Incorrect TCP checksums

Hi there,

I’m running lxd 3.0.1 installed via packages on Ubuntu 18.04

$ lxc info
[...]
driver_version: 3.0.1
kernel: Linux
kernel_architecture: x86_64
kernel_version: 4.15.0-32-generic

I’d to couple a FreeBSD application running in VirtualBox with LXD containers. For example:

 |-------------|   |--------|   |-----------------|   |-------------------|
 | FreeBSD em0 |---| lxdbr2 |---| vethO54XQB@if13 |---| eth0 Ubuntu 18.04 |
 | 172.27.35.1 |   | no IP  |   |                 |   | 172.27.35.10      |
 |-------------|   |--------|   |-----------------|   |-------------------|

The VirtualBox network interface is configured as “Bridged Adapter” using lxdbr2.

$ lxc network show lxdbr2
config:
   dns.domain: my.lxd
   ipv4.address: none
   ipv4.firewall: "no"
   ipv4.nat: "false"
   ipv6.address: none
   ipv6.firewall: "no"
   ipv6.nat: "false"
   description: Test network
name: lxdbr2
type: bridge
used_by:
- /1.0/containers/ubuntu
managed: true
status: Created
locations:
- none

While overall communication seems to work, it is impossible to create TCP connection between the LXD containers and the VirtualBox appliance. I’ve tracked this down to incorrect TCP checksums.
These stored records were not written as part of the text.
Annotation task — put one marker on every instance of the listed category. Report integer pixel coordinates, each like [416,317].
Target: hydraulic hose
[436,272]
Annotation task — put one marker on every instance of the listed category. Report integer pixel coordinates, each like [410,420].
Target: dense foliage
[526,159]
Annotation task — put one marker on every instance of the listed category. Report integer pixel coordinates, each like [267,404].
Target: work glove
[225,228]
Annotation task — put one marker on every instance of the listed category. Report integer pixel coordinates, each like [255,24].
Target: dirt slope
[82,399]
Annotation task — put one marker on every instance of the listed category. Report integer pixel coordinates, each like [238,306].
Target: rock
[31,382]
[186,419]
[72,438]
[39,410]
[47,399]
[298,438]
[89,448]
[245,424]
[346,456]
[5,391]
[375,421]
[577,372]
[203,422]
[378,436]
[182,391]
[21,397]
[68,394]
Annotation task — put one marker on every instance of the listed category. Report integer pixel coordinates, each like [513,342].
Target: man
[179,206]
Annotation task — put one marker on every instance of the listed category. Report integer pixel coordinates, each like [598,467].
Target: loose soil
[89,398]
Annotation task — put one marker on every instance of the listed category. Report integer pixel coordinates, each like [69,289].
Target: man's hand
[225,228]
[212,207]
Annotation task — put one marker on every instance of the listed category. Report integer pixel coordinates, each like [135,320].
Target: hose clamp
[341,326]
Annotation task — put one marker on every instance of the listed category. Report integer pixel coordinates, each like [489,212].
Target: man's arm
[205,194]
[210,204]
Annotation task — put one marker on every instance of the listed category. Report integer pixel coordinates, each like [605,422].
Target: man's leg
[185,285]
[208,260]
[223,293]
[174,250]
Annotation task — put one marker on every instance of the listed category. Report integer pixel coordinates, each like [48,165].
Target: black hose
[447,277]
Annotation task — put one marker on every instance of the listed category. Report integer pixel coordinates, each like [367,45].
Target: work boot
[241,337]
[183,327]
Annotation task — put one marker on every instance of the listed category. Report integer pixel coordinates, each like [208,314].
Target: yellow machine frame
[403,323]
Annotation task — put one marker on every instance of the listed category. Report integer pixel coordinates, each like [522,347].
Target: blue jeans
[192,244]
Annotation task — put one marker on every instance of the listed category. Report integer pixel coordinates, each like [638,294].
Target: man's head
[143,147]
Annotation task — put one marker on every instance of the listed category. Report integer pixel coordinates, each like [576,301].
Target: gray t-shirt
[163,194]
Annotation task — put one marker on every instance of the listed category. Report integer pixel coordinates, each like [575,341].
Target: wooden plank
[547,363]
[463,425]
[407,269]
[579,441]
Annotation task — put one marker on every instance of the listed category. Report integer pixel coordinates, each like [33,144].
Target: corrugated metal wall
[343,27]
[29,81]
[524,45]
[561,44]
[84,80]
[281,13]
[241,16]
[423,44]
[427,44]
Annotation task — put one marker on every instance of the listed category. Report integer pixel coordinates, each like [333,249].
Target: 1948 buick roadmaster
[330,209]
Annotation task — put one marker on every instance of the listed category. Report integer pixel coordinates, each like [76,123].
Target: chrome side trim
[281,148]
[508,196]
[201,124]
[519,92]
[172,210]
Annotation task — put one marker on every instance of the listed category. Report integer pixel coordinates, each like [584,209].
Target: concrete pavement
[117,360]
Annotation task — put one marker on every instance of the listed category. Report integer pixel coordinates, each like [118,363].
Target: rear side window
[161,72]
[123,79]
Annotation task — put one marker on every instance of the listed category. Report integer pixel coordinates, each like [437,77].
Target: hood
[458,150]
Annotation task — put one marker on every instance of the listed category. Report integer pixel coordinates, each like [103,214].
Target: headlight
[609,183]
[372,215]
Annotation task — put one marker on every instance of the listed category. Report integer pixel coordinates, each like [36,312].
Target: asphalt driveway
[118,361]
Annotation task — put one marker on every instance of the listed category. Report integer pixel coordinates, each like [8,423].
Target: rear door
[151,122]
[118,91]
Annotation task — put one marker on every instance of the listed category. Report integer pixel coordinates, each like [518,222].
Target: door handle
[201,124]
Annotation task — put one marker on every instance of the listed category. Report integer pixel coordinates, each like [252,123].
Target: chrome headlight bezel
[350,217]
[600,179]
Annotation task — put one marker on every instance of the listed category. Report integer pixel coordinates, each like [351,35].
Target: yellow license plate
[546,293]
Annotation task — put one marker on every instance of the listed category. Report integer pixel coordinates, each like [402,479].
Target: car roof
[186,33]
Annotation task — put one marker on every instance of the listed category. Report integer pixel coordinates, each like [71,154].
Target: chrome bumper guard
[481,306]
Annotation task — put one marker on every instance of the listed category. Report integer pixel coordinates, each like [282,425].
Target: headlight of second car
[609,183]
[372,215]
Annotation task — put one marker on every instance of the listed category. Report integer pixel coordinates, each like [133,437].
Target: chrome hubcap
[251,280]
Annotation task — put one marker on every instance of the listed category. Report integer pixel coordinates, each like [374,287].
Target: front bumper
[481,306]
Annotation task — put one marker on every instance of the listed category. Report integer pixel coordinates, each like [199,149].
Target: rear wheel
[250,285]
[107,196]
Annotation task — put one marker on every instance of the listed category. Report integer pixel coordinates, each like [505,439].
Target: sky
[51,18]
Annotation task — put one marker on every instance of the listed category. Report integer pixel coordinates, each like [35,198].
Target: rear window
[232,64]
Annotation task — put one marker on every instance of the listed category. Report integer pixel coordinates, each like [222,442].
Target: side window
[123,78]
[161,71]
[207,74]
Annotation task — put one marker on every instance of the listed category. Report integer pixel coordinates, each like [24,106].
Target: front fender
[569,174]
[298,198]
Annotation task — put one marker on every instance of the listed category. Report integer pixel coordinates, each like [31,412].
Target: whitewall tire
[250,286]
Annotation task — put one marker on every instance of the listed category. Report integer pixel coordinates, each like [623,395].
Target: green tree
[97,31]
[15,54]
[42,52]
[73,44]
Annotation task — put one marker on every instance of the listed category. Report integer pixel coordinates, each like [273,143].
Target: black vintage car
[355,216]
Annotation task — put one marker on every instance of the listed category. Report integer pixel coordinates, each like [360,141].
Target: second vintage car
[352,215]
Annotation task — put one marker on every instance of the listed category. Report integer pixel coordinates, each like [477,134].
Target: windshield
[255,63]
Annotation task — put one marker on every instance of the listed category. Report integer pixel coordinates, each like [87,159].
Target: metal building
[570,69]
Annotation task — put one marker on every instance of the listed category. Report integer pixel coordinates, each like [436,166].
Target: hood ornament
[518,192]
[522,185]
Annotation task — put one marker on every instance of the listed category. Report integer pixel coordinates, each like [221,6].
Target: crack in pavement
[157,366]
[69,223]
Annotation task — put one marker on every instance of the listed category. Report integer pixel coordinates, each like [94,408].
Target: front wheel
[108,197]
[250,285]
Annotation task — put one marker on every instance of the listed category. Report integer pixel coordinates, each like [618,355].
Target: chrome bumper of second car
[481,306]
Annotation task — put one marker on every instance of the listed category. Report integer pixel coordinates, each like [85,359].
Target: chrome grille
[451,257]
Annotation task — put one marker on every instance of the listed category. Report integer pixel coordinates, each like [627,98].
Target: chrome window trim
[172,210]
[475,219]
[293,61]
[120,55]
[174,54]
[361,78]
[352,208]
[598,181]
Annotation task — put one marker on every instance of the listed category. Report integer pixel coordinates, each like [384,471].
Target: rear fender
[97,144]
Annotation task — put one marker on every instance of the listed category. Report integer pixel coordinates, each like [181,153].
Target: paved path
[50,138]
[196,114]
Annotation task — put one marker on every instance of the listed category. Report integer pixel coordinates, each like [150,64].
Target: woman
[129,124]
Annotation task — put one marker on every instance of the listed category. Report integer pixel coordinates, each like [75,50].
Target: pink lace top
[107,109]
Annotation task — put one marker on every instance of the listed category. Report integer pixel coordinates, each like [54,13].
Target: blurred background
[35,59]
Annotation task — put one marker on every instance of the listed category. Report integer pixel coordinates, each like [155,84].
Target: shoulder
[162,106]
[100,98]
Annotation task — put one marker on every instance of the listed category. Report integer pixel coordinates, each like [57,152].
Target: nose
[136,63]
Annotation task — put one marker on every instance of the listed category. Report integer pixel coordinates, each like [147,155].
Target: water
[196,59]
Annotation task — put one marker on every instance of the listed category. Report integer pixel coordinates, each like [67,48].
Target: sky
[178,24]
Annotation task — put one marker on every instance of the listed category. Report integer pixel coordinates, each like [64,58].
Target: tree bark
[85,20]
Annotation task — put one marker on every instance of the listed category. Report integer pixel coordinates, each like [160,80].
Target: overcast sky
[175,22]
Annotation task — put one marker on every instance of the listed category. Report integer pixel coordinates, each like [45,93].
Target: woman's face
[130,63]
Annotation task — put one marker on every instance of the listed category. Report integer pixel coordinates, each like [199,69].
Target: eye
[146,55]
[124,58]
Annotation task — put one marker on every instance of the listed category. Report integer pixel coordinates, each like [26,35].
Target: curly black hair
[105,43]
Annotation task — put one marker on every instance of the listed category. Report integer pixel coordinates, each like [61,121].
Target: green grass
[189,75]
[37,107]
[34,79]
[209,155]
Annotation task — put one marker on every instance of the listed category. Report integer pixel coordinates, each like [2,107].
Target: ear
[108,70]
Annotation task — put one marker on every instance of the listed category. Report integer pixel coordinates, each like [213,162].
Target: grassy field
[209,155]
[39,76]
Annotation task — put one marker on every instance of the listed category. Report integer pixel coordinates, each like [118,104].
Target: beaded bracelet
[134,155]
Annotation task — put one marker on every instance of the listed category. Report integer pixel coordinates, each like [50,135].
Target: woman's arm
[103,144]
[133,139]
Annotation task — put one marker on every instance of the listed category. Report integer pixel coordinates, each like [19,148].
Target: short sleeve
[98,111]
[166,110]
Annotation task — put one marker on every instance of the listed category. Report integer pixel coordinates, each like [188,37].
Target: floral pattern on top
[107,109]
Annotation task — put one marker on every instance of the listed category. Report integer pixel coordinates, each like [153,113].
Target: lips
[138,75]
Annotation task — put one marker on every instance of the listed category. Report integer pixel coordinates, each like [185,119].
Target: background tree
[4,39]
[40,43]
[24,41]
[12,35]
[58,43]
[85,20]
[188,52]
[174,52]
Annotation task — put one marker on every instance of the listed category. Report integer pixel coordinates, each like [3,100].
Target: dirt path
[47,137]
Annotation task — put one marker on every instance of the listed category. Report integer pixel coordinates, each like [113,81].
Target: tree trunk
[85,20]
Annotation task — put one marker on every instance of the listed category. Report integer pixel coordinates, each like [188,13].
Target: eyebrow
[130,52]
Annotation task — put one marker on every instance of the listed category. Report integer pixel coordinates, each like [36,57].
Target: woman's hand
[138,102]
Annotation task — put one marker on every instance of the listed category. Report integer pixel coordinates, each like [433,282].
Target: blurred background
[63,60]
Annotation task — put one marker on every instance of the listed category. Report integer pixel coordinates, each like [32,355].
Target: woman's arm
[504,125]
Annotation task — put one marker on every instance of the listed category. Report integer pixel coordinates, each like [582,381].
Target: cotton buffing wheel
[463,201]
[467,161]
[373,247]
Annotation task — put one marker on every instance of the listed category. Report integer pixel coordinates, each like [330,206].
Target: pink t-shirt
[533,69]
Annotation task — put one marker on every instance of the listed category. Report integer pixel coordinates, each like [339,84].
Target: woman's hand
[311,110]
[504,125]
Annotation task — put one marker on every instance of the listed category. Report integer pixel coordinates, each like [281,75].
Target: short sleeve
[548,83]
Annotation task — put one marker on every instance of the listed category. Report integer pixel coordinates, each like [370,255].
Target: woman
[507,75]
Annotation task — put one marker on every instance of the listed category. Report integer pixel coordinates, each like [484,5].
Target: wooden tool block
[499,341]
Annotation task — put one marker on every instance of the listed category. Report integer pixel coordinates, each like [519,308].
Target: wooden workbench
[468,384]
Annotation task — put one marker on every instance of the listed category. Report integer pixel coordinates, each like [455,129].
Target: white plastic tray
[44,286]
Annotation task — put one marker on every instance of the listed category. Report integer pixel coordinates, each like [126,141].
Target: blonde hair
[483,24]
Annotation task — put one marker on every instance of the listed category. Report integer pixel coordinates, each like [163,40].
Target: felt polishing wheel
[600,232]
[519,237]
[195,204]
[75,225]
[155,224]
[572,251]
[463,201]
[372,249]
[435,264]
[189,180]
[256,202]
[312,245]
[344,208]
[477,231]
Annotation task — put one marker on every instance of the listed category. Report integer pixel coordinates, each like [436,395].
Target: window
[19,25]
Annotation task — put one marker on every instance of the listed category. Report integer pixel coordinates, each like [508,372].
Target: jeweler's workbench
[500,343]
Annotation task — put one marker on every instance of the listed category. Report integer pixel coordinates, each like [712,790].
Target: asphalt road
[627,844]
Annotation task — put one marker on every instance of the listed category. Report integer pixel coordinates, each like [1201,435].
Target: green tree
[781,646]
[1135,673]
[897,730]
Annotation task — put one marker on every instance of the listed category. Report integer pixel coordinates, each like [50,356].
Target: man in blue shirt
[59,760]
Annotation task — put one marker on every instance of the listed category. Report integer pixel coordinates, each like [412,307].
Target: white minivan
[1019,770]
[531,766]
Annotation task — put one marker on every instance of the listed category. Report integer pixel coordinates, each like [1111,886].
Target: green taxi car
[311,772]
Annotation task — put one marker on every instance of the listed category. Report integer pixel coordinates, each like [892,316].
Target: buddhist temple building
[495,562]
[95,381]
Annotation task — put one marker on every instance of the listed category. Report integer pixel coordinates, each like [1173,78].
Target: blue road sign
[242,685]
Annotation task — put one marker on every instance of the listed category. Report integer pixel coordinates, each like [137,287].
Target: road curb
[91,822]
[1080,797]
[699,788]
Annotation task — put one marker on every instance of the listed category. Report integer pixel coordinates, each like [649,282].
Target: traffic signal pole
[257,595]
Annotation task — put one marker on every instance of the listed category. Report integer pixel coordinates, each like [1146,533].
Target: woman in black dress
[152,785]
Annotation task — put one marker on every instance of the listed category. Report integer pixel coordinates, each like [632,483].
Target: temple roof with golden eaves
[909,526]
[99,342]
root@freebsd# tcpdump -i em0 -n port 22 -vv -XX
[...]
12:25:41.286051 IP (tos 0x0, tl 64, id 12400, offset 0, flags [DF], proto 6), length 60)
  172.27.35.10.51740 > 172.27.35.1.22: Flags [S], cksum 0x9e70 (incorrect 0xc715), seq 3047848567, win 29200, options [mss 1460,sackOK,TS val 56867747 0,nop,wscale 7], length 0
    0x0000:  0800 2766 8716 0016 3e45 28b9 0800 4500  ..'f....>E(...E.
    0x0010:  003c 3070 4000 4006 6c0a ac1b 230a ac1b  .<0p@.@.l...#...
    0x0020:  2301 ca1c 0016 b5aa 7a77 0000 0000 a002  #.......zw......
    0x0030:  7210 9e70 0000 0204 05b4 0402 080a 21e5  r..p..........!.
    0x0040:  545e 0000 0000 0103 0307                 T^........

A workaround has been suggested here:
https://patchwork.ozlabs.org/patch/261822/

root@ubuntu# ethtool -K eth0 tx off

Where’s the right place to fix this issue?

So as mentioned in the thread you linked to, not having the checksum isn’t a problem on its own and that should get computed at some point along the line. Since we’ve never seen report of this and a lot of our users use virtual machines and veth network for their containers, I’m inclined to think that the issue is either in the VM nic driver in the VM or with the host hypervisor.

It could effectively be that they end up filling the checksum field with garbage when it’s empty, causing the issue you see above.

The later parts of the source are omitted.